Squeak file stream performance

Marcel Weiher marcel at system.de
Sat Aug 14 16:26:38 UTC 1999


> From: "Michel Tilman" <mtilman at acm.org>
>
>     | stream |
>
>     stream := FileStream newFileNamed: 'Bad.txt'.
>     17476266 timesRepeat:
>          [ stream nextPutAll: 'BAD' ].
>     stream close
>
> to its Vw5i counterpart:
>
>     | stream |
>
>     stream := 'Bad.txt' asFilename writeStream.
>     17476266 timesRepeat:
>          [ stream nextPutAll: 'BAD' ].
>     stream close
>
> Time for the Squeak version is 12 min 18 seconds, for VW5i 23  
seconds, a

The same code takes 2 minutes 30 seconds on my machine a G3/233  
running Squeak via MacOS-X-Server.

> rather large (32 times) performance difference, although the Squeak 
> #nextPutAll: method builds directly on a primitive. Flushing every  
character
> write in VW hardly slowed it down. The PC is a Pentium III 450  
with 256 MB
> RAM. Does anyone have any ideas about this difference?
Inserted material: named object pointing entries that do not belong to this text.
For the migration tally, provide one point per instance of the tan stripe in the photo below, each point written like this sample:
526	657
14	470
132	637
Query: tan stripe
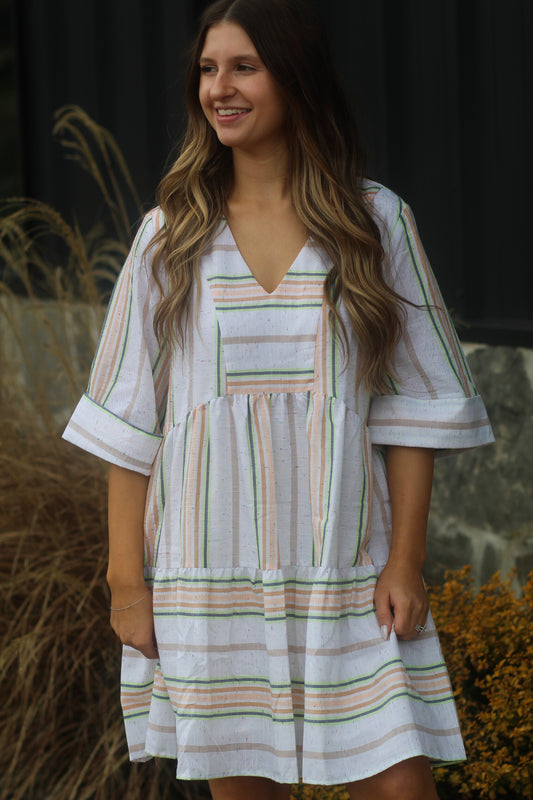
235	489
364	558
260	466
327	652
293	538
140	356
323	703
325	593
224	248
417	365
235	298
411	423
136	748
438	302
273	544
322	755
268	338
112	451
112	341
238	746
199	470
275	379
323	345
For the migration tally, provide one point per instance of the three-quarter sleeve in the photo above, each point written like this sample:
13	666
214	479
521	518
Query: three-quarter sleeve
434	402
120	416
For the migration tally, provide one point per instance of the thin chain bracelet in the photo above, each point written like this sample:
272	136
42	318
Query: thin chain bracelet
131	604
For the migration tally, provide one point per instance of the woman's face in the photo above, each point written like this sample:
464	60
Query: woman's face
238	95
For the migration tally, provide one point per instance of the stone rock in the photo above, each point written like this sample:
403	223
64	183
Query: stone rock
482	505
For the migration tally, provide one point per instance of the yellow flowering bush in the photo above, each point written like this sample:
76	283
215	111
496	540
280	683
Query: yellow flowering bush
487	640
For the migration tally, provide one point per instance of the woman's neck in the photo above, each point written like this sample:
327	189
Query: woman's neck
260	180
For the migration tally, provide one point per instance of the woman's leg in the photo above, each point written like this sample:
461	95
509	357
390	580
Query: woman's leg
408	780
248	788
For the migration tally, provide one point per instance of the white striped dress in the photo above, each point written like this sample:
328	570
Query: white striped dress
268	519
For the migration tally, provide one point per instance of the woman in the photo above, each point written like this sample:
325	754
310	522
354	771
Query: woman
274	376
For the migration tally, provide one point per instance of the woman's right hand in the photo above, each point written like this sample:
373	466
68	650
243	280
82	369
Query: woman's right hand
134	626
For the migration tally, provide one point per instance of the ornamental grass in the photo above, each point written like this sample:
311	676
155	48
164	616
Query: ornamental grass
61	731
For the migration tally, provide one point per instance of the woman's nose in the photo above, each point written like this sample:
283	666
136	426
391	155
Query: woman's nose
222	86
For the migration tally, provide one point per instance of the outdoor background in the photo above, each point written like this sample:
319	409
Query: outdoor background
442	91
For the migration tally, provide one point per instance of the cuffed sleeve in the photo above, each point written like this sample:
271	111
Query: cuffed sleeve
121	415
433	401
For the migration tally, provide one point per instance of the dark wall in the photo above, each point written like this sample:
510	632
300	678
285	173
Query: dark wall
443	91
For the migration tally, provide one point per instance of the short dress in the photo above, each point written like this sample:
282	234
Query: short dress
268	518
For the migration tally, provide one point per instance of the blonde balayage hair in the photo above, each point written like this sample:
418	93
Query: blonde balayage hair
326	170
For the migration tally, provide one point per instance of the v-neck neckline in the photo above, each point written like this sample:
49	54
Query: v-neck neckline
286	274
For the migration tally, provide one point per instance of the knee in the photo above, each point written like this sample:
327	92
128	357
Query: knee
408	780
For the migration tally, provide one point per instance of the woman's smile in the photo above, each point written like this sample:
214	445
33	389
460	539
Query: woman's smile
238	95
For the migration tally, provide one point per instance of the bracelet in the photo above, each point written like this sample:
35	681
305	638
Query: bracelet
131	604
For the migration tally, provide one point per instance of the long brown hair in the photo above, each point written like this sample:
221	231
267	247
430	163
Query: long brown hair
326	168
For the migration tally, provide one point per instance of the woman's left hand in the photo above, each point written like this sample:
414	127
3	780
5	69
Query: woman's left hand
400	597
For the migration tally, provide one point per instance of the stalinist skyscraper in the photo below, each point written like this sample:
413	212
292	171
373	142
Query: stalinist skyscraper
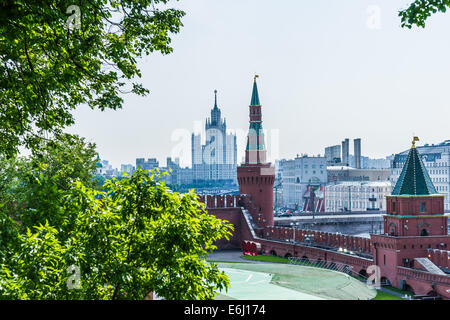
216	160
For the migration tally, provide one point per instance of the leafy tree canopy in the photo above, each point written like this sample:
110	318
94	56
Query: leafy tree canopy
138	237
419	11
56	55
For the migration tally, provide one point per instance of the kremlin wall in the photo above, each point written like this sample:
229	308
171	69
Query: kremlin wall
410	254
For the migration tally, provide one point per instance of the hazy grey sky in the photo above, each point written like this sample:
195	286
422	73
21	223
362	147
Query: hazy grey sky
326	73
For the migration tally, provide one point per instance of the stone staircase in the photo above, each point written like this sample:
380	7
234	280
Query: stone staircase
429	266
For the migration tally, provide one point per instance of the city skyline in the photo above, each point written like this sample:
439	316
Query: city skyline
323	78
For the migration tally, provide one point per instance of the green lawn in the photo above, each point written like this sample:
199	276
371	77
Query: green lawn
267	258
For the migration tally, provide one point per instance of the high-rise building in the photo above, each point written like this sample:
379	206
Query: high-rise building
357	152
346	152
127	168
216	160
333	155
151	163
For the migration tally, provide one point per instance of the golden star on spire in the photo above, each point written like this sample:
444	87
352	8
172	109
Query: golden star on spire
414	142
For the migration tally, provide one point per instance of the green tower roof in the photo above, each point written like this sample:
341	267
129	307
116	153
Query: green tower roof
414	179
255	97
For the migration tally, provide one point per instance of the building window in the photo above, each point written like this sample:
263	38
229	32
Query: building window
423	206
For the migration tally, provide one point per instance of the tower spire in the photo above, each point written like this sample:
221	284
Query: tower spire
255	152
414	178
215	99
255	97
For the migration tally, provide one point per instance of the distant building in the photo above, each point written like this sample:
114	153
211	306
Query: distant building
177	175
436	159
151	163
338	174
346	152
216	160
297	175
357	153
127	168
333	155
357	196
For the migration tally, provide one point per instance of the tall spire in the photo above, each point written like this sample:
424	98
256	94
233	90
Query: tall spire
255	152
215	99
414	179
255	98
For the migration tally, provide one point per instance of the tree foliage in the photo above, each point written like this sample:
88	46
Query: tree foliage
135	238
420	10
50	63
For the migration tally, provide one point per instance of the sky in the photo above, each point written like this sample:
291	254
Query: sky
328	70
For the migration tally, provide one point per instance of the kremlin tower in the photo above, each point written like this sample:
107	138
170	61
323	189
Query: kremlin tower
415	208
256	176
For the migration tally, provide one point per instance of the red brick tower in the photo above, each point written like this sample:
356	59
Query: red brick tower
415	208
255	176
414	223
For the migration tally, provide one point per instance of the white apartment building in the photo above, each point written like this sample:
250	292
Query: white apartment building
357	196
297	174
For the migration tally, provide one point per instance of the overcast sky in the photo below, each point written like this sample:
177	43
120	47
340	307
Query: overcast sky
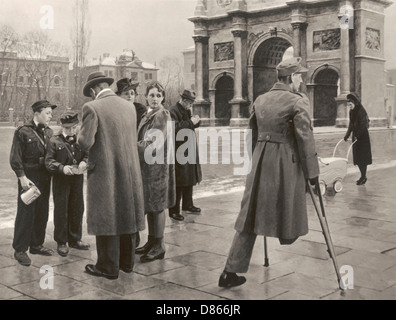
152	28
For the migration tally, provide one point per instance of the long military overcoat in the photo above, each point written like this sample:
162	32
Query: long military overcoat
115	203
274	201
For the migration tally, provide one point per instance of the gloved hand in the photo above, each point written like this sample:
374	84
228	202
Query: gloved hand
313	181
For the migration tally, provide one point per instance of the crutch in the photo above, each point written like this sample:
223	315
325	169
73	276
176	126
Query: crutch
325	229
266	260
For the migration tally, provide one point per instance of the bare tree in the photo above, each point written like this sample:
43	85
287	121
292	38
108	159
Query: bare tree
170	76
80	35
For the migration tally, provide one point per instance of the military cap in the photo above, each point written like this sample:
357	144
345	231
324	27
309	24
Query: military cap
290	66
126	84
42	104
69	119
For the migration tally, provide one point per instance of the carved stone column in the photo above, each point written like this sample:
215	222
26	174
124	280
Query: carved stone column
202	104
345	79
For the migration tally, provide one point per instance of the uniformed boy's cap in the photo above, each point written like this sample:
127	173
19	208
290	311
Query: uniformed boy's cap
290	66
42	104
69	119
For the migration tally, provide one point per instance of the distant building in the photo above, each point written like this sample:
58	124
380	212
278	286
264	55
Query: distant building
126	65
26	80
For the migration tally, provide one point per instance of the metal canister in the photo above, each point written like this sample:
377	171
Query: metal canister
30	195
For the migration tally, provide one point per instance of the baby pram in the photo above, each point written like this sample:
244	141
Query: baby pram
333	171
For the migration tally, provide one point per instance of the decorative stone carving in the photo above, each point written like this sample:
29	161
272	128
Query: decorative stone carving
326	40
373	39
224	51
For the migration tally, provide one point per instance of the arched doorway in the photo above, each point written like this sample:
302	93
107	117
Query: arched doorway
326	84
266	57
224	93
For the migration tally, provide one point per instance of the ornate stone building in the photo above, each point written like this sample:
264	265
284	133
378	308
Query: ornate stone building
238	44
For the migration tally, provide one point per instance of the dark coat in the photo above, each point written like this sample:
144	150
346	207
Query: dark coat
57	155
140	111
158	178
27	152
274	201
188	174
115	203
358	126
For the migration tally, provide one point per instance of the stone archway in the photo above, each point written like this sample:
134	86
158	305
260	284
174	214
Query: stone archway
224	92
265	56
325	91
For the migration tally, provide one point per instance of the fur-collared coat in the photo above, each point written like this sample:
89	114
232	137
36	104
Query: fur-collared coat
159	182
115	203
284	157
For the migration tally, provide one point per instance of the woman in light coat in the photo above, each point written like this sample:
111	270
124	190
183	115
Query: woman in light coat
159	183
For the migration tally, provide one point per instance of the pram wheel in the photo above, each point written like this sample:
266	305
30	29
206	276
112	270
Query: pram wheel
322	188
338	186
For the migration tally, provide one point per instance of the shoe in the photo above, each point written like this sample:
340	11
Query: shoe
126	269
93	271
156	253
79	245
230	279
22	258
146	248
41	250
192	210
176	216
62	249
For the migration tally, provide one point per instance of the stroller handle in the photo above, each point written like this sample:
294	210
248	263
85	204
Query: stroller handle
349	149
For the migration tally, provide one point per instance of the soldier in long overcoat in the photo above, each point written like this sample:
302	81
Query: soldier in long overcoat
115	203
358	126
284	158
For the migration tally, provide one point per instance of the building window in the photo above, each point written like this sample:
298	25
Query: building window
57	81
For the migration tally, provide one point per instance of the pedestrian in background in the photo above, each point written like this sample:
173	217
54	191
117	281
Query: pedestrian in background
27	161
358	126
115	205
284	158
189	174
67	163
126	89
158	176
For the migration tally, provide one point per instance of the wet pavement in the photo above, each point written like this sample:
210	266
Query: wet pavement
362	221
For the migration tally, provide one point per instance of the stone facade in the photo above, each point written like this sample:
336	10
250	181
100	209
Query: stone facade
239	43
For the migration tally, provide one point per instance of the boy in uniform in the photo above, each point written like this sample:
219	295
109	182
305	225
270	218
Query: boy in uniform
67	163
27	161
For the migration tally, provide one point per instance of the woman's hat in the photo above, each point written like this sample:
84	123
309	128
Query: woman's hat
93	79
126	84
42	104
188	95
69	119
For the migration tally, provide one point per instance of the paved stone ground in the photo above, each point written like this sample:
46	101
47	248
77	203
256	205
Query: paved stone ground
361	219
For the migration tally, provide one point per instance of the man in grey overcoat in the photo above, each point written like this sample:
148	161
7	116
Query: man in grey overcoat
115	203
284	159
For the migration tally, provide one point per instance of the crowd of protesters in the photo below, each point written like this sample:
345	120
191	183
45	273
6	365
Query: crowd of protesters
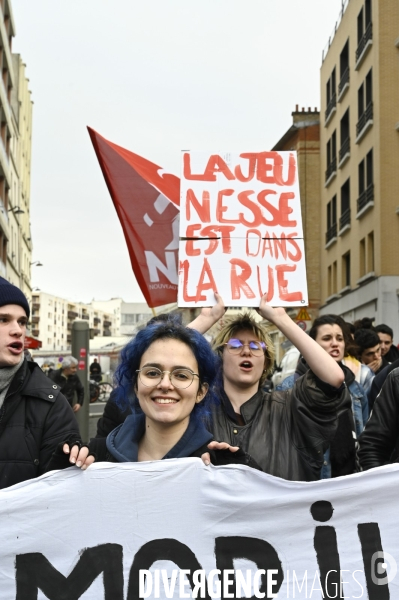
176	396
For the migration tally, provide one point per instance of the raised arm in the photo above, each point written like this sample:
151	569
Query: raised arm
209	316
320	362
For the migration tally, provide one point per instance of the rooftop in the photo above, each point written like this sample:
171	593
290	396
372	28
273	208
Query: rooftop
330	39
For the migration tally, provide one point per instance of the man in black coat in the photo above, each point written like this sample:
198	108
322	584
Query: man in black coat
35	418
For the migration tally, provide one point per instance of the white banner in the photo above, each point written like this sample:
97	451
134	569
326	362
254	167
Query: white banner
174	529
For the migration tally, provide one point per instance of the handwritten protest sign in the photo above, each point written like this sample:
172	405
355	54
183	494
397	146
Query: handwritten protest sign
178	529
241	230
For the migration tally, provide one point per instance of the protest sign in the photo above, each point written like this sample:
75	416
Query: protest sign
241	230
166	529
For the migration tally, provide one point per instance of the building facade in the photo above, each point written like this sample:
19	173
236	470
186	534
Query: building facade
303	137
52	318
15	159
359	139
127	315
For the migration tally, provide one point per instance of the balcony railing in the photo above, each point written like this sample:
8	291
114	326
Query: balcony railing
331	233
344	80
345	218
364	118
345	148
368	35
331	168
332	104
365	197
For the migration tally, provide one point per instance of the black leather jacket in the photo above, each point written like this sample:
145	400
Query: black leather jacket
380	438
285	432
34	419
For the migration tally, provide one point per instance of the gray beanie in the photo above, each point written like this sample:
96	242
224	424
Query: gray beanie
10	294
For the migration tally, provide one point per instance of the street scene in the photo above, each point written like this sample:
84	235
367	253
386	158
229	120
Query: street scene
199	299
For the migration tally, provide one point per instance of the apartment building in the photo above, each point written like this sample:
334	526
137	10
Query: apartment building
52	318
304	138
19	255
359	140
15	158
127	315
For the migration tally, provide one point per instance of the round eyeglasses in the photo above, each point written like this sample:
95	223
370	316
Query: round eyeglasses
179	378
235	346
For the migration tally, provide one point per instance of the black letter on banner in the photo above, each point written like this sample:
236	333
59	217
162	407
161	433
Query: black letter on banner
34	572
227	549
325	544
370	540
164	549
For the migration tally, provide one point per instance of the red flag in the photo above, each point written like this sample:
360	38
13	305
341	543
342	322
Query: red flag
147	202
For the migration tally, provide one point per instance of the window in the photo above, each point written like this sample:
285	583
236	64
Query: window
344	150
365	106
366	184
370	252
346	270
362	258
128	319
364	32
331	157
345	218
331	220
331	96
334	278
343	70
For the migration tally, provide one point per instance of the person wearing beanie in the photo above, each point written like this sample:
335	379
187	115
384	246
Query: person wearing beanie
369	346
35	418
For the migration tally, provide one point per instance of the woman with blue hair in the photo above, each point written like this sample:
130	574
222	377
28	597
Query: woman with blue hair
170	369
Yes.  Your code exercises the interpreter very heavily because it  
only writes 3 bytes on each pass through the loop.  The Squeak  
interpreter imposes much greater interpretation overhead than the VW  
JIT-compiler.  Even just doubling the number of bytes written per  
iteration will significantly improve performance.  On my machine,  
writing the same data in 36 byte chunks brings the time down to  
approximately 12 seconds.

As a general rule, you want to leverage primitive operations as much  
as possible in any interpreter system.